I began 2012 feeling desperate: desperate for a new job, desperate for friends, and desperate to be some kind of successful adult again. When I wrote out my life goals last January the long list really summed itself up in 3 points: get a good job, find a good man, and stop living with my parents. Like any good life goals or new years resolutions, I haven’t really achieved any of them, and honestly, it’s ok.
Goals are great. Not achieving them is OK too.
Think of all of the goals you’ve had over the last few years… have you accomplished all of them? I haven’t. In the beginning I felt guilty, worthless, and like a huge failure. Now, after a year of failing, I’ve learned the most important lesson to be learned: it is ok if you’re not achieving anything. Before you quit your job, stop exercising, and permanently plant yourself in front of your XBox, let me explain.
My whole existence is summed up in goals.

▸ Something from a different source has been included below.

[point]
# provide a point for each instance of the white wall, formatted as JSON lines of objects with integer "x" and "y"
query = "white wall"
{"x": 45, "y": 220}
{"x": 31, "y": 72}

It has been said that I have been thirty years old since I was six. My whole life has been lived to grow up. Every skill gained, every battle fought, every relationship lived, has been a critical stepping stone in my process of being an adult. This is just the way God wired me. When a challenge is put before me, I meet or exceed it. Failure is rarely an option. Now, this would be a great mentality if I was training for the Olympics or something, but probably not the best life motto.
While goals are great, you will often miss the rare and beautiful things happening on the sidelines.
I missed out on high school because I was too busy trying to be a brilliant college student. I missed out on part of college because I was too busy trying to build a career. I missed out on several friendships because I was too busy pursuing someone that was more valuable to me. I lost a great man because I was too focused on the one fella that was so unobtainable it’s still hilarious 5 years later. Because my goals became my identity I forgot to stop and smell the (cliche) roses.
Yes, I’m still living my life with my three goals in mind: good job, good man, and a home. But instead of being so laser focused 200% of the time, I’m learning to keep my eyes on the sidelines, slow down and stop speeding by those people and experiences that have the ability to make me a better person. The gentle whispers, the racing heartbeats, and awkward nudges in uncomfortable directions are no longer being ignored. As much as I’m tired of “living on the edge” and keeping my goals at bay, I haven’t regretted it yet. From a new group of friends, a new job, and new opportunities popping up periodically, perhaps the sidelines aren’t such a bad place to stop and explore every once and a while.